Actually, I guess it’s not even an argument -if you don’t listen to the other side. It’s a lecture.
” But this is not an argument. We’re just discussing this.”, the other person will say. Calling it a discussion when only one side gets heard is not a discussion; if you are continually talked over, it’s an assault. So there is a restriction placed on who gets heard and who is listened to.

You don’t have to be amenable to the downright ridiculous; learn how not to be drawn into someone else’s need for instant gratification. It’s not a discussion, it’s a diatribe- an angry critical and abusive speech.

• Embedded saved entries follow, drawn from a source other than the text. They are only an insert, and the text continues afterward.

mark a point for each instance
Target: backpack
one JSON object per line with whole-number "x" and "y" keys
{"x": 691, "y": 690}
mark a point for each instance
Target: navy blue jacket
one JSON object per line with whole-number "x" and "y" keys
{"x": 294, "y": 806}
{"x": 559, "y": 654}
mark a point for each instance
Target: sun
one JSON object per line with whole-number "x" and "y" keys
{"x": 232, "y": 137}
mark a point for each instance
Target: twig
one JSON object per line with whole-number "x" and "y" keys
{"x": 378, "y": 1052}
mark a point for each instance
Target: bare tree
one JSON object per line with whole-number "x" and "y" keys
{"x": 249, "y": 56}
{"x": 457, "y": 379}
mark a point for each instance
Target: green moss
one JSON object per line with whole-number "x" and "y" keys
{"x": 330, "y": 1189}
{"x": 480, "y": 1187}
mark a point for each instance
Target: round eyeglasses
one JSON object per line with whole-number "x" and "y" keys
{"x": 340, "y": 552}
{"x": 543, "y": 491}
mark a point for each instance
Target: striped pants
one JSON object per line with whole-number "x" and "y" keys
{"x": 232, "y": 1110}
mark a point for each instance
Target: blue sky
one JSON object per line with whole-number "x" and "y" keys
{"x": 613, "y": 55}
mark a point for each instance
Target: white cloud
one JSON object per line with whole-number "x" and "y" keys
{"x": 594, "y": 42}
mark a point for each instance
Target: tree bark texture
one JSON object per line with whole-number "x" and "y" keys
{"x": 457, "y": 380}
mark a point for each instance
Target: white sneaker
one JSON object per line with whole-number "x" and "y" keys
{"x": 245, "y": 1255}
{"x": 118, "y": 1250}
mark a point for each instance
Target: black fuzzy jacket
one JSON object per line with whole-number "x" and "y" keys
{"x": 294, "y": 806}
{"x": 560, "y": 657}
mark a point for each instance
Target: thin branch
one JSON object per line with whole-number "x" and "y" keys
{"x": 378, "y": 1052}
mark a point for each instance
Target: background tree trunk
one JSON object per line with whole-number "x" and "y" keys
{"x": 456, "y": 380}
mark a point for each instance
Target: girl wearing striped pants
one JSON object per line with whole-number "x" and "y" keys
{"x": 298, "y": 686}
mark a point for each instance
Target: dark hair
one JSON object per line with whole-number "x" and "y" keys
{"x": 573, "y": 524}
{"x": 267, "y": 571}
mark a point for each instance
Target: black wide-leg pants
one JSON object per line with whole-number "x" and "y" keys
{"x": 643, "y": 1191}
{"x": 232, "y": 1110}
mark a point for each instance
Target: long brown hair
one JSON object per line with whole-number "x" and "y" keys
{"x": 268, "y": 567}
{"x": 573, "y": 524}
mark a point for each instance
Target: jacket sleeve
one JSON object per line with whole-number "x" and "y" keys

Refusing this type of contest is not losing; it’s winning.

8 Replies to “Diatribe”

  1. I argue both sides of things inside my head if I am upset about something. It can be months before I am ready to discuss it with the person who triggered it. Or even never, if it hurt enough. I always want to forgive first. Then find out if reconciliation will happen.

    Liked by 1 person

    1. The issue of reconciliation is a rocky shore.
      I appreciate your approach to having internal dialogues, and you may be wiser than most to keep them internalized. I for good or ill find that internal dialogue only takes me so far. I am amazed at what happens when I either put it in writing or speak it out loud. And that’s where I get in trouble. Thinking out loud is dangerous when your thoughts are all over the place. In doing those I sometimes offend. Your approach may result in less trauma.

      Liked by 1 person

      1. I often work feelings out by writing poems. I wondered why I don’t cry with some of them. I tried reading them aloud and OH, there the emotion is. It was interesting trying to record some of my poems for the site, I had to do more than one try for some. The emotions came right up.

        Liked by 1 person

      2. It’s interesting to see and feel, what happens when you cross a commentary over from one media to another. Sometimes it intensifies effects and meaning, and sometimes you see things in it that you didn’t initially suspect were there. You mention recording and making it audio., In changing over to the acoustic you go from being an active creator to being the active listener, and that’s a very different role.